Er beginnt seine Rechnung mit seinen drei gescheiterten Beziehungen, während derer er ein Kind aufgrund eines Herzfehlers verlor und eines sofort zur Adoption freigegeben wurde. Dazu eineinhalb Jahre, die er auf der Straße lebte. Einen Kasten Bier am Samstag, einen am Sonntag, das Trinken am Tattag. Die Arbeitslosigkeit in den vergangenen Jahren, die er als erniedrigend empfand.

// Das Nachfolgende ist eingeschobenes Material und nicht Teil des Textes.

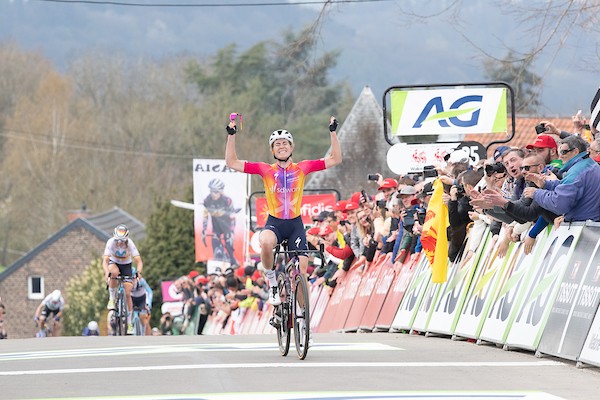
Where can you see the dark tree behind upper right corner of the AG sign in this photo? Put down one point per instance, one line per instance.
(517, 72)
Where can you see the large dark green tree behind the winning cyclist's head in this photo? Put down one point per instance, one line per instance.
(275, 85)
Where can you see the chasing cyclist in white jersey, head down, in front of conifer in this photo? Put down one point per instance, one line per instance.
(119, 253)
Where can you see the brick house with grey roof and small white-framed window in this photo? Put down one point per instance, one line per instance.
(50, 265)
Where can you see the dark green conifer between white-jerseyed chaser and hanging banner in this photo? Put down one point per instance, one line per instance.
(168, 250)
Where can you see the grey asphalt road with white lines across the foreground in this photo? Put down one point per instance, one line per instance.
(338, 366)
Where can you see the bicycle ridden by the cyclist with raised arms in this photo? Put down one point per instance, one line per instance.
(294, 310)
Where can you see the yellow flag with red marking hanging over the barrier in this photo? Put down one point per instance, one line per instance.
(434, 237)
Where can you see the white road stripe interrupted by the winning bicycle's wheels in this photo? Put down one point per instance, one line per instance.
(188, 348)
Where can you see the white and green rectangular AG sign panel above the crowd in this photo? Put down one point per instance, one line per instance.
(448, 111)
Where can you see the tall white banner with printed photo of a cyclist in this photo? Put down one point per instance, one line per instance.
(220, 219)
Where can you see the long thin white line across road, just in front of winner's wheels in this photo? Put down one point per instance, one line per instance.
(188, 367)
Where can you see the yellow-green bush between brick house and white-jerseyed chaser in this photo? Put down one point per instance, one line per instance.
(86, 297)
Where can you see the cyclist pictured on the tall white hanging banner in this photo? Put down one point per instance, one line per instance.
(222, 215)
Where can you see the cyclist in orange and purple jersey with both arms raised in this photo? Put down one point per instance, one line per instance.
(284, 184)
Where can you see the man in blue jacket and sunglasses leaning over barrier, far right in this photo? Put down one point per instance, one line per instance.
(576, 195)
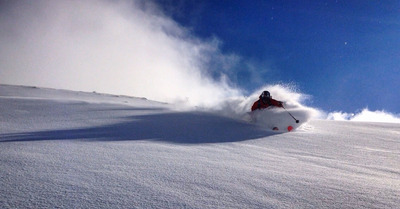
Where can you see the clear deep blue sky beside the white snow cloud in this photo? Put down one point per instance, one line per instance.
(346, 54)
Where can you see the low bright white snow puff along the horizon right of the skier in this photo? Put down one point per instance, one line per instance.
(366, 116)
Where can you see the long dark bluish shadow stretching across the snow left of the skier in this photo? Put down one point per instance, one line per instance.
(187, 127)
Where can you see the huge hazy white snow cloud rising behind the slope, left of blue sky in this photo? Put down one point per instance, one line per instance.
(119, 47)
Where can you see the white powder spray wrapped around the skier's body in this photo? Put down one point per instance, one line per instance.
(240, 108)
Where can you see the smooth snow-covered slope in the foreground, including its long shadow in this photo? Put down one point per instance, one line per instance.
(87, 150)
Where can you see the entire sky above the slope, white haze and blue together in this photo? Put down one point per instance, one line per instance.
(343, 54)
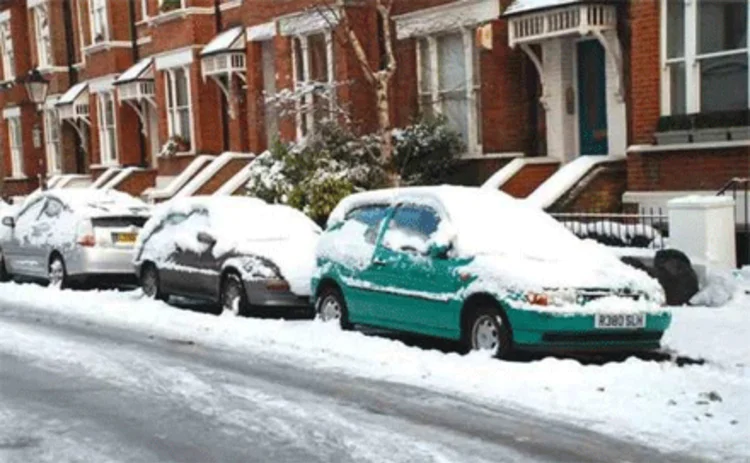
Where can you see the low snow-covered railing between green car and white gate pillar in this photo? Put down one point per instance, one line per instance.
(619, 230)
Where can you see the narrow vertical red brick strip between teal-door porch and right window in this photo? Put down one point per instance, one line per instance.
(645, 70)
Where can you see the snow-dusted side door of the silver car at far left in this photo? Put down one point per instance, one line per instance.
(23, 256)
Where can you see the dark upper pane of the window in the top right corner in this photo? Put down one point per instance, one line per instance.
(722, 25)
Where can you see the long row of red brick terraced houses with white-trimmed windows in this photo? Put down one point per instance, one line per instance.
(168, 97)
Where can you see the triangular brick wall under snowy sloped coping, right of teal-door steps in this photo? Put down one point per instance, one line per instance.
(600, 190)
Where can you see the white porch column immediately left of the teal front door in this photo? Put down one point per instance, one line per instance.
(558, 64)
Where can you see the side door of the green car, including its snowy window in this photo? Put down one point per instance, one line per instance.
(419, 289)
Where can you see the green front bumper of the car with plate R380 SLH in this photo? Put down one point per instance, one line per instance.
(544, 331)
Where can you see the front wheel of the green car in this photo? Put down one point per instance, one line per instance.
(486, 329)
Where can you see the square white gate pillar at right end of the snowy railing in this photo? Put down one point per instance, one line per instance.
(703, 227)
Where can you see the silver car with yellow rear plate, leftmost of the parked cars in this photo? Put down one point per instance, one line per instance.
(71, 236)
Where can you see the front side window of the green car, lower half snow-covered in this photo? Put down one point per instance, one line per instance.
(410, 228)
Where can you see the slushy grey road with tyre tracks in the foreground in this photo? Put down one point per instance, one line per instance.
(78, 392)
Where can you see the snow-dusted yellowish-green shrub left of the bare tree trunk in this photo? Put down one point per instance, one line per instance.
(317, 173)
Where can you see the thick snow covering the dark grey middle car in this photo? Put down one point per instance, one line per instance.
(242, 227)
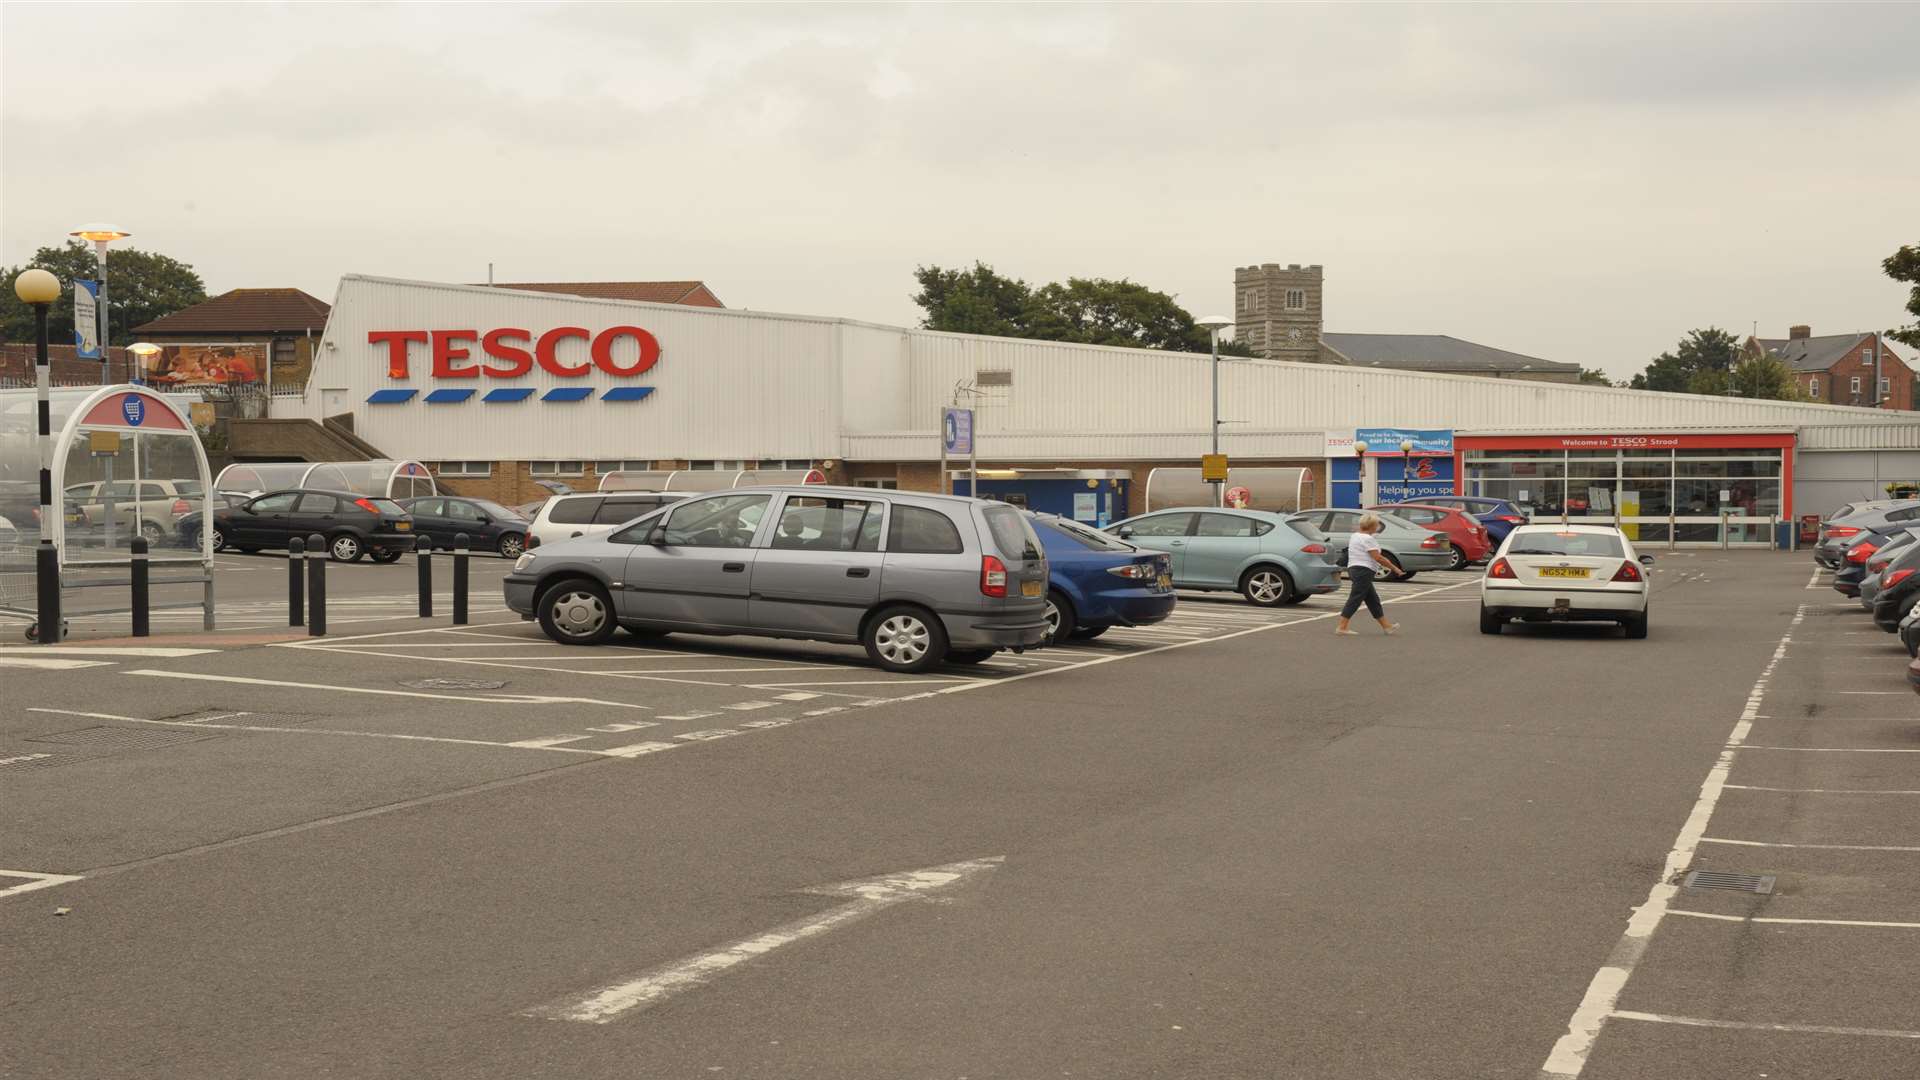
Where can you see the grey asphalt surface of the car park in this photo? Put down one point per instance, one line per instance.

Den Streit mit seiner Frau kurz vor seinem Auftritt mit Schwert und Messer. "Ich bin an einer Wand gestanden und bin nicht mehr zurückgekommen." Er habe kein Ziel mehr gehabt. "Ich habe auf einen Genickschuss gewartet, als ich mich hingekniet habe", schließt er aus den Aussagen von Zeugen. Ob er wirklich tot sein wollte? Auch heute sagt Robert B.: "Besser wäre es gewesen, dann würde ich heute nicht so dasitzen."